1
votes

I have the following scenario:

  • for jobs that need to be processed, a message containing the job description is sent to an Amazon SQS message queue
  • i have different processes that have to do the jobs

The following conditions need to be satisfied:

  1. If one process fails to complete a job (maybe because the server it is running on crashes), the job must be available again to the other processes.
  2. While one job is being worked on, other jobs with the same description have to wait until the first job is finished or reached its timeout.
  3. The system should be easily scalable according to the message queue length.

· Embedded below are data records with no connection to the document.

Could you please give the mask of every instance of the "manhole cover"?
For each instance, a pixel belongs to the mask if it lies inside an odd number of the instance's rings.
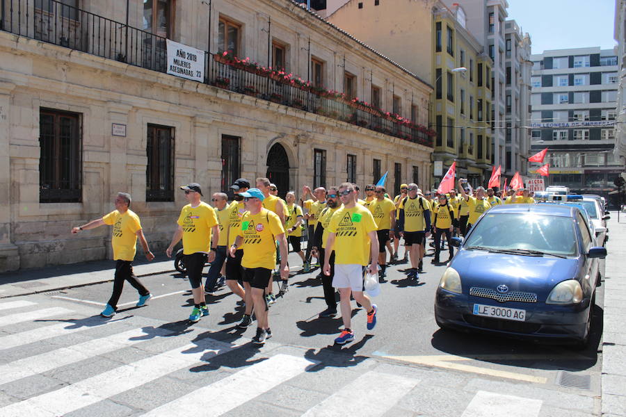
[[[559,375],[559,384],[579,389],[591,389],[591,375],[562,370]]]

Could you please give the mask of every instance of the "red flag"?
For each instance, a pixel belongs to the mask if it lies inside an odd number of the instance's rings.
[[[452,165],[446,172],[445,177],[439,183],[439,188],[437,192],[440,194],[445,194],[454,188],[454,174],[456,173],[456,161],[452,163]]]
[[[515,172],[515,174],[513,175],[513,177],[511,179],[511,183],[509,185],[511,186],[511,188],[515,190],[524,188],[524,183],[522,181],[522,179],[520,178],[519,172]]]
[[[489,179],[489,183],[487,184],[488,188],[500,186],[500,165],[498,165],[498,169],[496,170],[495,165],[494,165],[493,171],[491,172],[491,178]]]
[[[540,152],[535,154],[532,156],[528,158],[529,162],[538,162],[539,163],[543,163],[543,158],[545,157],[545,153],[547,152],[547,148],[545,148]]]
[[[537,174],[541,177],[548,177],[550,174],[550,164],[547,163],[537,170]]]

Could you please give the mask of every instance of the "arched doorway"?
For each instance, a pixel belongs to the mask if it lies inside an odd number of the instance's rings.
[[[289,158],[280,143],[275,143],[267,153],[267,177],[276,184],[278,195],[284,198],[289,190]]]

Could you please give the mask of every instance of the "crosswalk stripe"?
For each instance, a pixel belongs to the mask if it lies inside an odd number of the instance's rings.
[[[8,302],[0,303],[0,310],[8,310],[9,309],[19,309],[20,307],[28,307],[34,306],[36,302],[26,301],[25,300],[19,300],[17,301],[10,301]]]
[[[239,348],[207,338],[0,409],[0,416],[63,416]]]
[[[45,318],[52,316],[58,316],[60,314],[67,314],[74,313],[72,310],[63,309],[62,307],[52,307],[51,309],[40,309],[37,310],[31,310],[24,313],[17,313],[15,314],[10,314],[4,317],[0,317],[0,327],[8,326],[9,325],[15,325],[17,323],[30,321],[31,320],[38,320],[40,318]]]
[[[170,334],[163,329],[146,331],[134,329],[106,337],[98,338],[29,357],[0,366],[0,384],[42,373],[51,369],[75,363],[154,337]],[[150,337],[146,337],[150,336]]]
[[[67,321],[50,326],[44,326],[31,330],[20,332],[19,333],[14,333],[13,334],[0,337],[0,350],[17,348],[17,346],[34,343],[35,342],[40,342],[57,336],[83,332],[96,327],[116,323],[118,321],[117,320],[104,320],[99,316],[90,317],[83,320]]]
[[[177,398],[144,416],[221,416],[300,375],[317,363],[302,357],[278,354]]]
[[[461,417],[537,417],[543,402],[533,398],[479,391]]]
[[[309,409],[303,417],[344,416],[346,412],[363,417],[383,416],[419,382],[371,370]]]

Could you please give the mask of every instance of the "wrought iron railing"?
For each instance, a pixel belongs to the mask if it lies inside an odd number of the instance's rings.
[[[159,72],[167,70],[165,38],[56,0],[0,0],[0,30]],[[219,58],[219,57],[218,57]],[[342,120],[432,147],[425,128],[382,112],[277,81],[205,54],[204,83]]]

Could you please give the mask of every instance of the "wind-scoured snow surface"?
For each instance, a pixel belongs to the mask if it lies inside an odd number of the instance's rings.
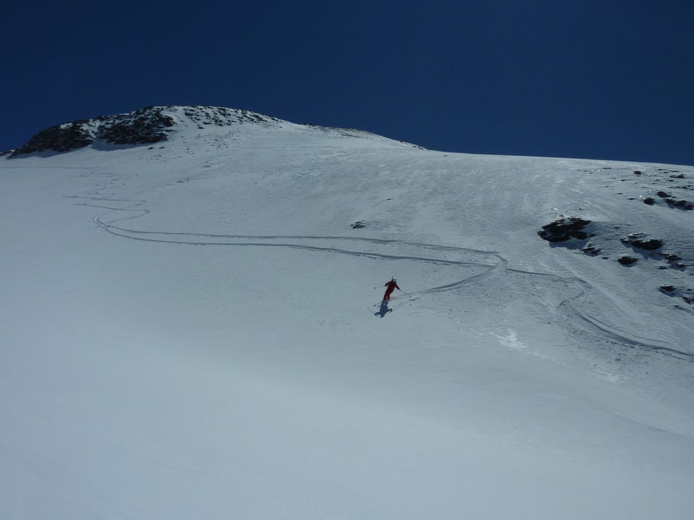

To ensure (1), my first idea was to use the message locking functionality provided by the Amazon SQS queue, but how do I ensure (2) then? Assign processes to a job description would be an option, but then (3) would be more difficult.

1
What do you mean when you say, "other jobs with the same description"? We might need more detail here to help. For example if we are doing image resizing there would be no point to limiting a system to only do one resize operation at a time.Jeff
I thought it would be clearer to formulate the question rather abstract, but here are some details: It's about computing patterns for a timeseries (a set of historical data). Jobs with the "same description" means they have to compute patterns for the same timeseries. Whenever historical data of a timeseries is updated, a pattern recomputation is triggered by sending a corresponding message to the queue.zero-divisor

1 Answers

1
votes

Set a longer "VisibilityTimeout" value. Make sure that this value is longer than it typically takes to complete the job.

If a machine that receives this job fails to complete it (or fails to complete it in a timely manner), the message becomes available again for a new machine to handle.

This addresses #1 and #2.

For #3, I believe that you can set up auto scaling triggers based on the size of an SQS queue, so if you have more messages, AWS will automatically spin-up new instances to handle them.